If the blood vessels are allowed to grow for too long the blood vessels may scar the retina and this scarring cannot be treated. 

 At the moment there is no treatment for dry AMD. This is because dry AMD doesn't involve new blood vessels growing. 

Treatments for wet AMD - Anti-VEGF treatment 

 The most recent treatment available for wet AMD is with an anti-vascular endothelial growth factor (anti-VEGF) drug.  

As new blood vessels form in your eye, your body produces a chemical which stimulates further new blood vessel growth. Anti-VEGF drugs interfere with these chemicals and stop the vessels from growing. 
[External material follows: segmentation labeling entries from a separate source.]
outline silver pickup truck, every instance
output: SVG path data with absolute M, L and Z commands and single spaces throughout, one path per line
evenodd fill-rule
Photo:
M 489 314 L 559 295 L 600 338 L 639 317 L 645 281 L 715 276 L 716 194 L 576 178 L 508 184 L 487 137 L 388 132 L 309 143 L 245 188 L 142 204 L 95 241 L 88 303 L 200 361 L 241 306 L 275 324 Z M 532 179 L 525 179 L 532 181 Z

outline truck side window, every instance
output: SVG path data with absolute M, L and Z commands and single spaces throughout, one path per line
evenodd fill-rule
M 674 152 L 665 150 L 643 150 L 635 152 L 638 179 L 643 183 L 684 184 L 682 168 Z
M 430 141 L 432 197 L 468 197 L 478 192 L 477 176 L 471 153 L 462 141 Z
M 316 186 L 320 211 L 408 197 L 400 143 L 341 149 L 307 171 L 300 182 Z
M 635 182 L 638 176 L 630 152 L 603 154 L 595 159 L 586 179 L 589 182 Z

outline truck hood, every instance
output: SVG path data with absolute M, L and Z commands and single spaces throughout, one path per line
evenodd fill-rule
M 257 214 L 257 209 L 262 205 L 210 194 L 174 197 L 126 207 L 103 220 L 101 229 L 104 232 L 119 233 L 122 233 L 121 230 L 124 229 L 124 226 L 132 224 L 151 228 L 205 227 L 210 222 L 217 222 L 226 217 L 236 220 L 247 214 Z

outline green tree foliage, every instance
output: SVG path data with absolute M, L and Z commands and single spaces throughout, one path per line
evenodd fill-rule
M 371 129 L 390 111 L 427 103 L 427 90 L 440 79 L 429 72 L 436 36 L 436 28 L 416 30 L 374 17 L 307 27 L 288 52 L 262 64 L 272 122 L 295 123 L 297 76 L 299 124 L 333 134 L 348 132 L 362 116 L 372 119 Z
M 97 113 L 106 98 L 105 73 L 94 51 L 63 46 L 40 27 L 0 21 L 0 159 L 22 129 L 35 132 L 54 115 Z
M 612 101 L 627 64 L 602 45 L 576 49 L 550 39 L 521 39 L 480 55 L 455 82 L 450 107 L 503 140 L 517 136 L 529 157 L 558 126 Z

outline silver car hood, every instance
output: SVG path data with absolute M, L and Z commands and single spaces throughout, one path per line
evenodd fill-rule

By stopping blood vessels growing and leaking, further damage to your sight is prevented.

Usually you will need more than one injection of Lucentis. Normally, a course of three monthly injections is given to start with and then you should be monitored every four weeks to check that the treatment is working. Many people go on to have more injections after these initial three. 

Usually anti-VEGF treatments have a high success rate and in most people they stop sight getting worse. 

About 40 per cent of people also see an improvement in their vision.   

Treating dry AMD    

Unfortunately at the moment there is no way to treat dry AMD. 

There is some evidence that high doses of vitamin A, C, E and the minerals zinc and copper when taken together may help slow down the progression of dry AMD, particularly if someone already has changes to their vision because of AMD in one eye.

 There are a number of vitamin supplements available which have been designed for people with dry AMD and you can usually buy these over the counter from your pharmacist. 

However, there is no evidence that taking high doses of these vitamins can prevent you developing AMD in the first place. 

A balanced diet with plenty of fresh fruit and vegetables is good for your general health and may also help your eye health.